If using one or more of or :class:`~torchtnt.framework.unit.TrainUnit`, :class:`~torchtnt.framework.unit.EvalUnit`, or :class:`~torchtnt.framework.unit.PredictUnit`, `FSDP <https://pytorch.org/docs/stable/fsdp.html>`_ can be simply be wrapped around the model like so:

.. code-block:: python

    device = init_from_env()
    module = nn.Linear(input_dim, 1)
    # move module to device
    module = module.to(device)
    # wrap module in FSDP
    model = torch.distributed.fsdp.FullyShardedDataParallel(module, device_id=device)

We also offer :py:func:`~torchtnt.utils.prepare_fsdp` which can assist in wrapping the model for you.

The :class:`~torchtnt.framework.auto_unit.AutoUnit` automatically wraps the module in FSDP when either

1. The string ``fsdp`` is passed in the strategy argument

    .. code-block:: python

        module = nn.Linear(input_dim, 1)
        my_auto_unit = MyAutoUnit(module=module, strategy="fsdp")

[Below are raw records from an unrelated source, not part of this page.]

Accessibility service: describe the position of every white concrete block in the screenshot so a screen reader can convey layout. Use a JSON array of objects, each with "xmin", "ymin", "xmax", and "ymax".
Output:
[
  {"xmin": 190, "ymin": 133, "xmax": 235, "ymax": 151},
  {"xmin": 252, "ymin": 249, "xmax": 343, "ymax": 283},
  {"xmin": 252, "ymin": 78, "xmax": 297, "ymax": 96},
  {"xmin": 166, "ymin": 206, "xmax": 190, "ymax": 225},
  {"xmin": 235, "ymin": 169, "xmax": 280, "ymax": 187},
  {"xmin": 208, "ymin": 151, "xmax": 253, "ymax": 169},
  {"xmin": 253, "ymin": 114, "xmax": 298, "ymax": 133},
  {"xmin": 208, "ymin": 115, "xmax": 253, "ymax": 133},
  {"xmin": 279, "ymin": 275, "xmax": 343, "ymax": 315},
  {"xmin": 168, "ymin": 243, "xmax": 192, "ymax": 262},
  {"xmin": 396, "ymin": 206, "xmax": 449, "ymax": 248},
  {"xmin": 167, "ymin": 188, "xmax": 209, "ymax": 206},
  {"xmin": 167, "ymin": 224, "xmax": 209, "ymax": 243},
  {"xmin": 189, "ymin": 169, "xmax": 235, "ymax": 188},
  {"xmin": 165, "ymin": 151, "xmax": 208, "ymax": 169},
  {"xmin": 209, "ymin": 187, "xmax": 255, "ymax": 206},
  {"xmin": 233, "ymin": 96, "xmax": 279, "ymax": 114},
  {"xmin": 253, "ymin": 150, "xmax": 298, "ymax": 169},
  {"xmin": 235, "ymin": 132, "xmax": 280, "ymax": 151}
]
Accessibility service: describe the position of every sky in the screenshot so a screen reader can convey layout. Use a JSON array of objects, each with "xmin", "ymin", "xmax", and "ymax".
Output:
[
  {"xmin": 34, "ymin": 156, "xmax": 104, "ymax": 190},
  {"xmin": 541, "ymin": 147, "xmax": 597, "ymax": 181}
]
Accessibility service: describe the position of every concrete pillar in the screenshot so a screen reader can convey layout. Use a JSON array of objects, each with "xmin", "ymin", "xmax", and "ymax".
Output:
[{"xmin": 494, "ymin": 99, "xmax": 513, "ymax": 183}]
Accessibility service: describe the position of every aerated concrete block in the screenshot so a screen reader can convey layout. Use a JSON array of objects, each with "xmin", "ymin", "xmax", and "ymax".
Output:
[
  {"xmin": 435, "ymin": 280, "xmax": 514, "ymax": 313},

2. The dataclass :class:`~torchtnt.utils.FSDPStrategy` is passed in to the strategy argument. This is helpful when wanting to customize the settings in FSDP

    .. code-block:: python

        module = nn.Linear(input_dim, 1)
        fsdp_strategy = FSDPStrategy(forward_prefetch=True, limit_all_gathers=True)
        my_auto_unit = MyAutoUnit(module=module, strategy=fsdp_strategy)